Mel Magazine, “How Chumbawumba Tricked Everyone Into Thinking ‘Tubthumping’ Was a Pop Song”

At first glance, ‘Tubthumping’ is a saccharine, smooth-brained drinking song designed to be shouted in pubs. But below the surface, it’s a Trojan horse designed to covertly deliver anarcho-communism to the masses

By Magdalene Taylor, January 24, 2022

2022 marks the 25th anniversary of the year that everything happened — 1997. It was an ear-biting, Pierce Brosnan-loving, comet-obsessed world, and we’re here to relive every minute of it. Twice a week over the next 12 months, we will take you back to the winter of sheep cloning and the summer of Con Air. Come for the Chumbawamba, and stay for the return of the Mack.
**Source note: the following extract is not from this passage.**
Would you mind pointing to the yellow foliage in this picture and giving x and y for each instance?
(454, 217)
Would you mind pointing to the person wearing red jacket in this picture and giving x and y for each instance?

Somewhere in the depths of my childhood bedroom — maybe on a shelf in the closet, or stashed in a little ceramic jewelry box atop a dresser — is a cerulean, second-generation iPod Nano. On that iPod Nano, one might find various Good Charlotte songs misattributed to blink-182, and vice versa. On that pop-punk mix, however, one would also find a track that, with its raucous horns and frat-boy style chanting, didn’t sound quite like the rest: “Tubthumping” by Chumbawamba. 

I was a year old when the song was first released in 1997, and I surely caught blips of it throughout my childhood. But it wasn’t until age 12, when I watched the 2009 movie Fired Up!, that I became perpetually hooked. In it, the female protagonist’s douchebag boyfriend sings along to the song with his similarly douchebaggy friends. “Awesome song, Chumbawamba. That’s the soundtrack to my life,” he says. I promptly downloaded the song on Limewire. In the context of the movie, “Tubthumping” didn’t seem all that cool, but god, was it catchy. More than that, though, it was uplifting. Who doesn’t need a good dose of encouragement? Even as a preteen, I did get knocked down, plenty. And I would get back up again. I wouldn’t let anyone ever keep me down, and I would keep listening to “Tubthumping” as a reminder of that.